Acquisitions and dispositions of industrial assets.

Overview

What it covers.

Industrial investment sales handles the buy-side and sell-side transactions for industrial real estate — stabilized assets, value-add opportunities, and owner-user purchases. Metro Vancouver industrial remains one of the most defensible asset classes in the cycle, with structural supply constraints, strong rent growth, and broad institutional and private capital appetite. The market rewards sellers who time disposition correctly and buyers who underwrite operational fundamentals with precision.

The Process

Step-by-step execution.

01.

Underwriting & Positioning

Asset underwriting including in-place rent vs. market, lease expiry profile, capex requirements, and exit scenarios. Positioning strategy specific to the buyer pool for this asset profile.

02.

Marketing Strategy

Production of marketing package (OM, financial models, comparable analysis) and identification of target buyer types — institutional, private, owner-user, or 1031-equivalent buyers.

03.

Confidential & Open Marketing

Strategic exposure — confidential off-market for select assets, broad institutional marketing for institutional-grade product. Both buyer pools managed actively.

04.

Tour & Due Diligence Coordination

Tour scheduling, data room management, buyer qualification, and offer solicitation. Maintain competitive tension throughout the process.

05.

Offer Negotiation

Price, deposit structure, due diligence period, financing contingencies, closing date, and post-closing transition all negotiated together. Best-and-final processes managed where multiple bidders are active.

06.

Closing Coordination

Coordination through due diligence (environmental, structural, zoning, title), financing, and closing with legal counsel and accounting support.

Who This Is For

The right fit.

  • Private and institutional industrial owners considering disposition
  • Buyers seeking stabilized or value-add industrial acquisitions
  • Owner-users transitioning from leasing to ownership
  • 1031-equivalent reinvestment buyers (Canadian capital gains structuring)
  • Developers acquiring land for industrial development

What You Get

The deliverable.

  • Asset underwriting and positioning
  • Marketing package and financial models
  • Confidential off-market and open buyer outreach
  • Tour and due diligence coordination
  • Offer negotiation and competitive tension management
  • Closing coordination with legal, financing, and DD partners

When to Engage

Timing.

For sellers, engage 6 to 18 months ahead of intended disposition. Pre-marketing and quiet outreach to known buyers often delivers stronger economics than broad open marketing. For buyers, engagement should be ongoing — the strongest opportunities surface through continuous market presence and broker relationships, not transactional searches.

Why Me

The fit.

Industrial-only focus combined with NAI Commercial Vancouver's transaction history and NAI Global's institutional capital network provides full coverage of the buyer pool — local, national, and international. The right buyer for your asset may be a Metro Vancouver private investor, a Canadian REIT, a US-based institutional fund, or a global pension capital allocator. Comprehensive coverage produces competitive tension and optimal economics.

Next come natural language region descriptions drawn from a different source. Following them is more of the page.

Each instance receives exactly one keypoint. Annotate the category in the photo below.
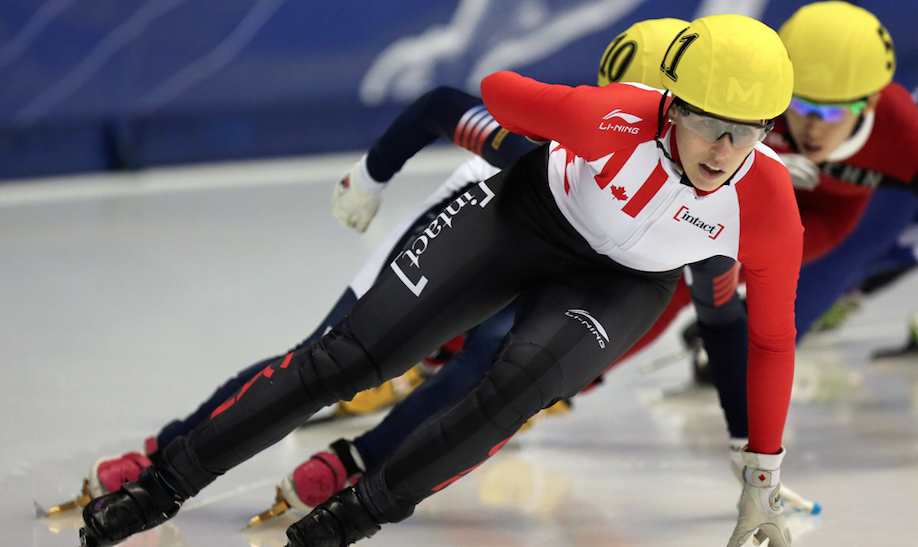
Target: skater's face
(820, 128)
(712, 148)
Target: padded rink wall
(95, 85)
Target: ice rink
(126, 299)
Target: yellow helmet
(634, 55)
(730, 65)
(840, 52)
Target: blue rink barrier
(94, 85)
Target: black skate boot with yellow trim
(135, 507)
(338, 522)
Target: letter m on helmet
(737, 93)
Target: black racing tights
(502, 238)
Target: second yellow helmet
(635, 55)
(840, 52)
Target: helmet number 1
(685, 42)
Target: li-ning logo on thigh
(411, 256)
(591, 323)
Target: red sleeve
(827, 219)
(577, 117)
(771, 245)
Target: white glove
(356, 197)
(804, 173)
(760, 504)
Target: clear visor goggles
(711, 128)
(830, 113)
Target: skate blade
(78, 503)
(279, 508)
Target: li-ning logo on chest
(612, 122)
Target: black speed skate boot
(135, 507)
(338, 522)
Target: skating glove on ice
(760, 503)
(356, 198)
(804, 173)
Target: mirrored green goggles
(830, 113)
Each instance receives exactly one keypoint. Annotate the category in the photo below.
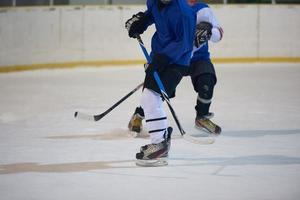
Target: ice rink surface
(46, 154)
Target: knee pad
(204, 86)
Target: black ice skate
(153, 155)
(135, 123)
(204, 123)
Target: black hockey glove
(159, 62)
(203, 33)
(137, 24)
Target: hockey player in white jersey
(202, 73)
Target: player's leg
(204, 80)
(135, 124)
(155, 116)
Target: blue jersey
(175, 30)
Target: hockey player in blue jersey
(202, 74)
(171, 49)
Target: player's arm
(207, 28)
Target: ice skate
(204, 123)
(135, 124)
(154, 155)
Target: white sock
(156, 118)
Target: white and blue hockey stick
(165, 96)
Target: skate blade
(206, 132)
(152, 163)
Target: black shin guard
(204, 86)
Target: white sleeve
(207, 15)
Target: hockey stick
(84, 116)
(166, 98)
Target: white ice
(46, 154)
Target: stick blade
(83, 116)
(199, 140)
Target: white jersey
(204, 13)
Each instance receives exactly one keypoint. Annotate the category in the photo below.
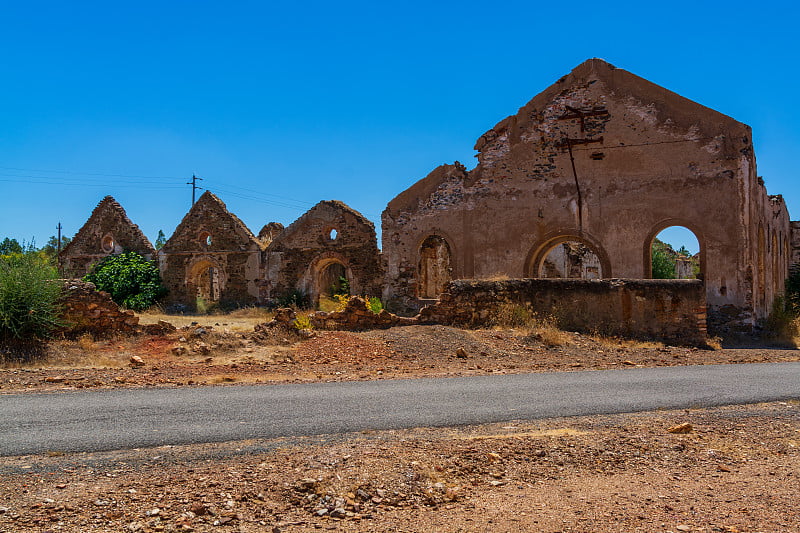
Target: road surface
(134, 418)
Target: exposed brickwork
(670, 310)
(87, 310)
(794, 245)
(329, 235)
(107, 231)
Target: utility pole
(193, 183)
(58, 248)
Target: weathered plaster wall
(671, 310)
(645, 159)
(211, 255)
(107, 231)
(329, 234)
(794, 243)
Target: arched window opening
(107, 243)
(206, 280)
(777, 274)
(333, 280)
(675, 254)
(434, 267)
(570, 259)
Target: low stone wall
(87, 310)
(356, 316)
(669, 310)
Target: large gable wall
(298, 257)
(211, 255)
(645, 159)
(107, 231)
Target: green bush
(663, 262)
(130, 279)
(294, 298)
(29, 298)
(375, 305)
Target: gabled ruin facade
(331, 242)
(603, 160)
(211, 258)
(108, 231)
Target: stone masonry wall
(795, 244)
(670, 310)
(330, 234)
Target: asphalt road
(134, 418)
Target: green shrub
(375, 305)
(302, 322)
(29, 298)
(130, 279)
(663, 262)
(294, 298)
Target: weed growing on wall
(374, 304)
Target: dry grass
(519, 317)
(239, 320)
(715, 343)
(632, 344)
(550, 335)
(337, 303)
(496, 277)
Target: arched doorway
(674, 253)
(205, 280)
(435, 269)
(333, 280)
(570, 259)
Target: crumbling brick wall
(107, 231)
(670, 310)
(329, 240)
(608, 160)
(794, 244)
(87, 310)
(212, 256)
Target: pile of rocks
(87, 310)
(357, 316)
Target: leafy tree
(663, 260)
(130, 279)
(161, 240)
(10, 246)
(29, 298)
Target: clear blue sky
(279, 105)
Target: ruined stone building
(577, 184)
(602, 160)
(212, 256)
(330, 242)
(107, 231)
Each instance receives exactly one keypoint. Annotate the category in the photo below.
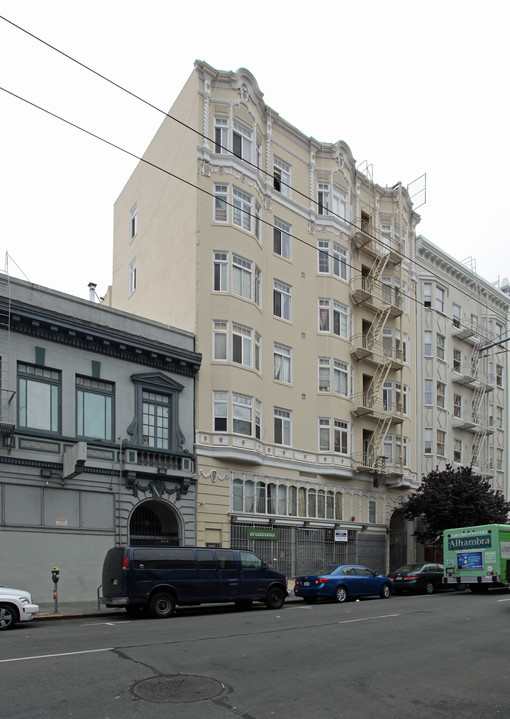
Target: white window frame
(283, 427)
(221, 126)
(133, 221)
(242, 209)
(220, 340)
(221, 204)
(282, 239)
(132, 276)
(242, 345)
(242, 136)
(281, 176)
(284, 292)
(323, 198)
(242, 277)
(282, 363)
(220, 271)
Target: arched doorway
(154, 523)
(398, 540)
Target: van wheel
(8, 616)
(275, 598)
(161, 605)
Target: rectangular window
(428, 392)
(457, 450)
(258, 352)
(323, 198)
(220, 411)
(427, 343)
(282, 426)
(39, 398)
(457, 406)
(281, 177)
(241, 141)
(440, 347)
(324, 374)
(220, 203)
(441, 394)
(441, 442)
(221, 135)
(242, 345)
(242, 410)
(242, 277)
(456, 315)
(324, 315)
(440, 298)
(156, 413)
(372, 509)
(340, 320)
(282, 360)
(281, 239)
(220, 272)
(339, 207)
(341, 378)
(132, 276)
(323, 256)
(282, 300)
(427, 294)
(133, 221)
(94, 408)
(341, 437)
(258, 222)
(324, 434)
(457, 360)
(242, 209)
(220, 341)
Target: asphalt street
(443, 656)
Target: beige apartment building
(295, 272)
(462, 333)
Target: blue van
(157, 579)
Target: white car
(15, 606)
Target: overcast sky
(411, 87)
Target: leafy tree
(454, 498)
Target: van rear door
(228, 574)
(113, 574)
(255, 576)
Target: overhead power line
(203, 136)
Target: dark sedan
(341, 582)
(422, 578)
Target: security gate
(298, 550)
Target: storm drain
(178, 688)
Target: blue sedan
(341, 583)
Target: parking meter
(55, 576)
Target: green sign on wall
(262, 534)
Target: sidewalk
(72, 610)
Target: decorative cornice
(103, 341)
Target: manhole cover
(178, 688)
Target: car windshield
(408, 568)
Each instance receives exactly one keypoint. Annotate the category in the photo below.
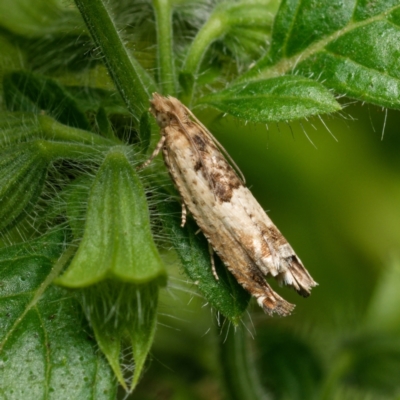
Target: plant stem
(163, 14)
(215, 27)
(239, 374)
(129, 77)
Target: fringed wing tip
(274, 304)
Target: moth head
(167, 110)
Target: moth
(235, 225)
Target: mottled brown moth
(235, 225)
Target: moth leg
(158, 148)
(211, 250)
(184, 213)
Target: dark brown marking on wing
(200, 142)
(225, 182)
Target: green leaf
(76, 195)
(133, 83)
(16, 126)
(103, 124)
(145, 130)
(123, 317)
(278, 99)
(352, 47)
(23, 170)
(25, 91)
(225, 295)
(45, 349)
(291, 367)
(117, 240)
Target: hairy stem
(163, 14)
(129, 77)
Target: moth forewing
(235, 225)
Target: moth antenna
(219, 145)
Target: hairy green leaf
(350, 46)
(25, 91)
(117, 241)
(23, 170)
(45, 349)
(278, 99)
(225, 295)
(123, 317)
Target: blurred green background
(337, 202)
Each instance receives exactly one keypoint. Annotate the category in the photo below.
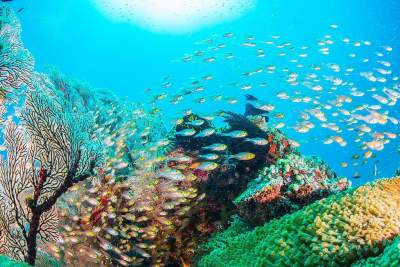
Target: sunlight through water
(174, 16)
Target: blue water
(75, 37)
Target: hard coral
(293, 182)
(336, 231)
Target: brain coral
(336, 231)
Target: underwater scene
(199, 133)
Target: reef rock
(336, 231)
(286, 186)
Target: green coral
(390, 257)
(220, 239)
(7, 262)
(336, 231)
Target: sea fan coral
(48, 153)
(338, 230)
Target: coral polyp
(339, 230)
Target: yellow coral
(336, 231)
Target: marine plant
(16, 63)
(338, 230)
(7, 262)
(286, 186)
(389, 257)
(47, 152)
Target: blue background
(75, 37)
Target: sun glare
(174, 16)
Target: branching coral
(336, 231)
(6, 262)
(47, 154)
(288, 185)
(16, 63)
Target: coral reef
(286, 186)
(388, 258)
(16, 63)
(6, 262)
(47, 153)
(338, 230)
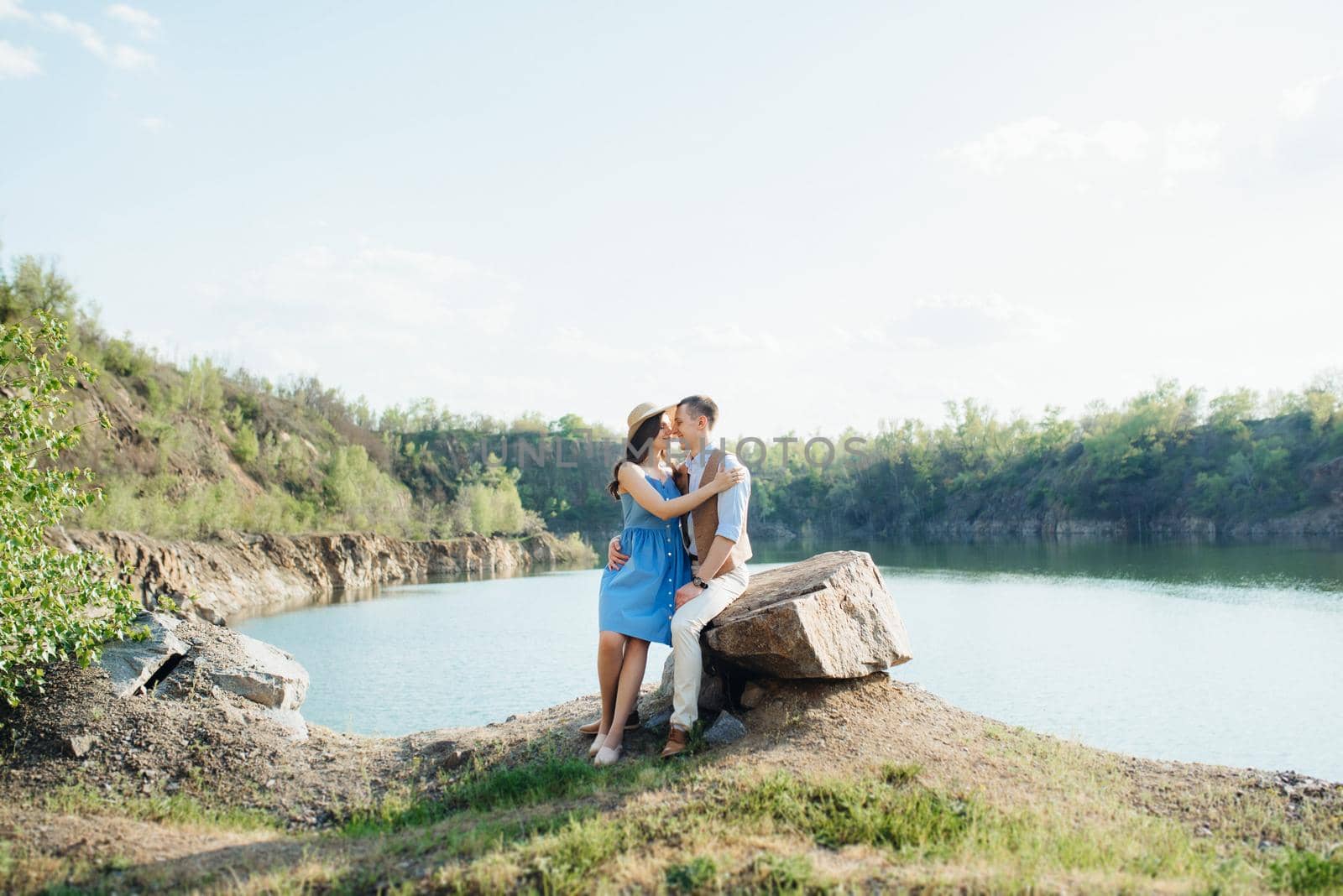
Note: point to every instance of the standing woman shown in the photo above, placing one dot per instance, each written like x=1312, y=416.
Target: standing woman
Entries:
x=637, y=602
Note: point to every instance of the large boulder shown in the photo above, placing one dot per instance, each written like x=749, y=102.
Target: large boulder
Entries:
x=214, y=662
x=132, y=664
x=825, y=617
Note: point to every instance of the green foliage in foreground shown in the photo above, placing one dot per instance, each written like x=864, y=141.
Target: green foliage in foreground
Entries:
x=53, y=605
x=201, y=448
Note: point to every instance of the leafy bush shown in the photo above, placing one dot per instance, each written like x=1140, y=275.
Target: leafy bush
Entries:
x=53, y=605
x=490, y=504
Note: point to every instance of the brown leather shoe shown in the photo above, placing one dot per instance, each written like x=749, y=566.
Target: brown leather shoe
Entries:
x=630, y=723
x=677, y=741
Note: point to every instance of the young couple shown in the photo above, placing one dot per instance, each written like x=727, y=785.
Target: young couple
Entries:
x=665, y=580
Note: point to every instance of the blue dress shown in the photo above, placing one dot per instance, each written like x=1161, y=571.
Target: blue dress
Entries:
x=640, y=598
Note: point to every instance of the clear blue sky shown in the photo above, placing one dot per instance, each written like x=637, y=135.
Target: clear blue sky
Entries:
x=819, y=214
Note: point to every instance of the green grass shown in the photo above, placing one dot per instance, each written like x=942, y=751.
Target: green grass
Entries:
x=693, y=876
x=489, y=788
x=557, y=824
x=165, y=808
x=1302, y=871
x=774, y=873
x=886, y=810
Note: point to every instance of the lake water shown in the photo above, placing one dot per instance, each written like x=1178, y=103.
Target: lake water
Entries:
x=1199, y=652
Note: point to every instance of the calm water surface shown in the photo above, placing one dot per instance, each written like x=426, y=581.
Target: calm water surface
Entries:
x=1199, y=652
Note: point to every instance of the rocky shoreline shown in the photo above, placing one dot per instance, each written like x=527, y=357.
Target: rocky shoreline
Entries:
x=180, y=763
x=237, y=575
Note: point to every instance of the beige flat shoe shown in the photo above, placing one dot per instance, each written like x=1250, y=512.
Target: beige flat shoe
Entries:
x=609, y=757
x=597, y=745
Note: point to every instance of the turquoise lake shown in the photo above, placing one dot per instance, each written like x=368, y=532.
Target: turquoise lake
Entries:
x=1226, y=654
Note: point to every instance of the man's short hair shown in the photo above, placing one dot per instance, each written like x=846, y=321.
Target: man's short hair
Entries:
x=702, y=407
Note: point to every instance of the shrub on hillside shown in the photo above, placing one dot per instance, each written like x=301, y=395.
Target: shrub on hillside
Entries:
x=53, y=605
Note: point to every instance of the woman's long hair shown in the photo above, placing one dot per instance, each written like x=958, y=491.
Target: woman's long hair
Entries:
x=635, y=450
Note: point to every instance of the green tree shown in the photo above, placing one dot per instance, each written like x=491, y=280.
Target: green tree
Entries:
x=53, y=605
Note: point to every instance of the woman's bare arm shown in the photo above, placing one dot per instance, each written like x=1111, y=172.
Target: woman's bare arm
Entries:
x=631, y=477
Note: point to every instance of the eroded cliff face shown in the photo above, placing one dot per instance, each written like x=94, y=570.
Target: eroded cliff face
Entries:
x=237, y=575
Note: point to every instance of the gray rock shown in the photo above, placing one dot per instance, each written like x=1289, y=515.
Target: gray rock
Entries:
x=80, y=745
x=826, y=617
x=131, y=664
x=262, y=674
x=725, y=728
x=658, y=723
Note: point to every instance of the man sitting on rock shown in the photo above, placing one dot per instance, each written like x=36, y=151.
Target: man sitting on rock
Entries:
x=716, y=537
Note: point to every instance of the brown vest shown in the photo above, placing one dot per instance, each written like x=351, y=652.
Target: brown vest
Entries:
x=704, y=518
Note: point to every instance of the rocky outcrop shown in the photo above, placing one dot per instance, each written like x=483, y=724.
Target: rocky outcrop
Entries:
x=212, y=662
x=825, y=617
x=131, y=664
x=235, y=575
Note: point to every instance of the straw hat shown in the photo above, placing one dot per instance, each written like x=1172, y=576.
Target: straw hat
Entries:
x=644, y=412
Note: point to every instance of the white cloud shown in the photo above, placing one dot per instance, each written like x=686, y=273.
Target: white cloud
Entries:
x=13, y=9
x=971, y=320
x=18, y=62
x=1192, y=147
x=1123, y=140
x=145, y=24
x=118, y=55
x=1044, y=138
x=1034, y=137
x=1299, y=101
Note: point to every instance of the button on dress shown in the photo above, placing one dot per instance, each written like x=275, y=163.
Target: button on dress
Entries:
x=640, y=598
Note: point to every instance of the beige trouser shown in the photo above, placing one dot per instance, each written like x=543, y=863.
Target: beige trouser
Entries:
x=685, y=640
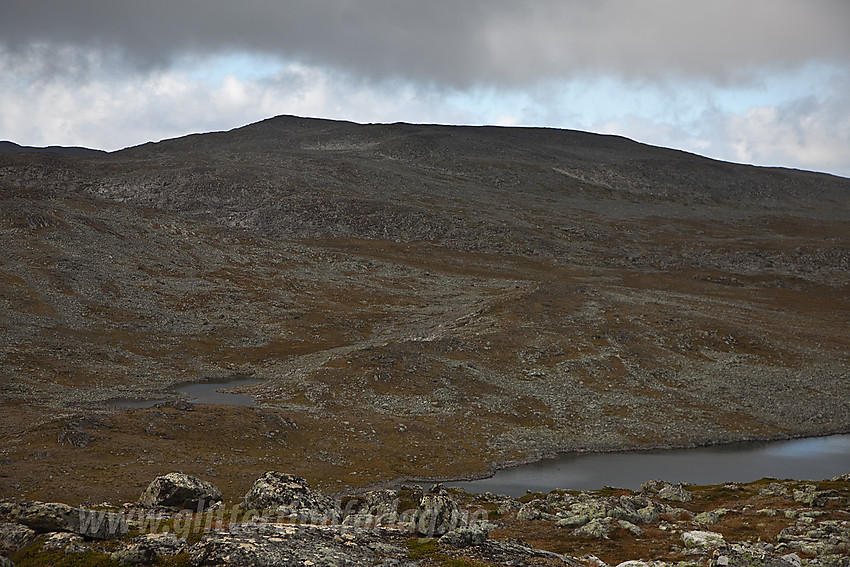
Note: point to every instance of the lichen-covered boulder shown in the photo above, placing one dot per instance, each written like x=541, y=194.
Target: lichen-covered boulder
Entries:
x=699, y=539
x=180, y=491
x=667, y=491
x=14, y=537
x=146, y=549
x=57, y=517
x=465, y=536
x=437, y=515
x=48, y=517
x=289, y=494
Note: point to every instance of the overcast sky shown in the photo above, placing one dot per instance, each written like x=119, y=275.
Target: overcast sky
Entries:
x=754, y=81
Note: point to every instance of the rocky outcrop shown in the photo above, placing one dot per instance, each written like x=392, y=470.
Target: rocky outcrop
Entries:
x=45, y=517
x=443, y=527
x=14, y=537
x=699, y=539
x=278, y=545
x=437, y=514
x=180, y=491
x=148, y=548
x=666, y=491
x=290, y=495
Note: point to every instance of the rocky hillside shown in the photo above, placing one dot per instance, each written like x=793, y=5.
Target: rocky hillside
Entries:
x=414, y=301
x=181, y=520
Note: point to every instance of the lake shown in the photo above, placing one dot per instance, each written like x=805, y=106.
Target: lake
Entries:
x=813, y=458
x=200, y=393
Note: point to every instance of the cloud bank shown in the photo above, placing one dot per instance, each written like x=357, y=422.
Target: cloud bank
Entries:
x=695, y=75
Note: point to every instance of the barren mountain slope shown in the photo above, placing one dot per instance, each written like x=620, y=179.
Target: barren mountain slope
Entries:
x=416, y=300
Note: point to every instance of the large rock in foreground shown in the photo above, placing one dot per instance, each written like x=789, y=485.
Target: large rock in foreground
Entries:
x=46, y=517
x=181, y=491
x=289, y=494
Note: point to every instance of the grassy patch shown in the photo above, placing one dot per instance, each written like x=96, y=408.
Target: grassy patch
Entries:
x=429, y=549
x=36, y=556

Frequently Asked Questions

Investment Sales, answered.

What's the right time to sell an industrial property in Metro Vancouver?

Timing should account for your hold strategy, the in-place vs. market rent gap, lease expiry profile, capex outlook, and broader market conditions. Disposition into a stabilized cash flow with limited near-term capex generally trades at the strongest cap rate. Value-add opportunities trade at wider cap rates with broader buyer pools.

How are industrial cap rates trending in Metro Vancouver?

Metro Vancouver industrial cap rates have tightened materially over the past decade, supported by strong rent growth, low vacancy, and broad institutional capital demand. Current cap rates vary by submarket, asset quality, and tenancy structure. Current snapshots are best obtained through a brief market briefing — published data lags actual transactions.

What should I expect for due diligence on an industrial acquisition?

Due diligence typically covers environmental (Phase I, sometimes Phase II), structural and building systems condition, zoning and municipal compliance, title and survey, lease document review, tenant covenant analysis, and financial verification. Specialty assets require additional DD specific to the asset class (refrigeration audits for cold storage, crane and process infrastructure for manufacturing, etc.). 30 to 60 days is common.

Can I do a 1031-equivalent exchange in Canada?

Canada does not have a direct equivalent to the US 1031 exchange. However, several structuring options can defer or reduce capital gains tax on industrial dispositions — replacement property rules, certain corporate reorganizations, and specific exemptions. These structures require accounting and tax counsel involvement early in the disposition planning. We coordinate closely with your tax advisors.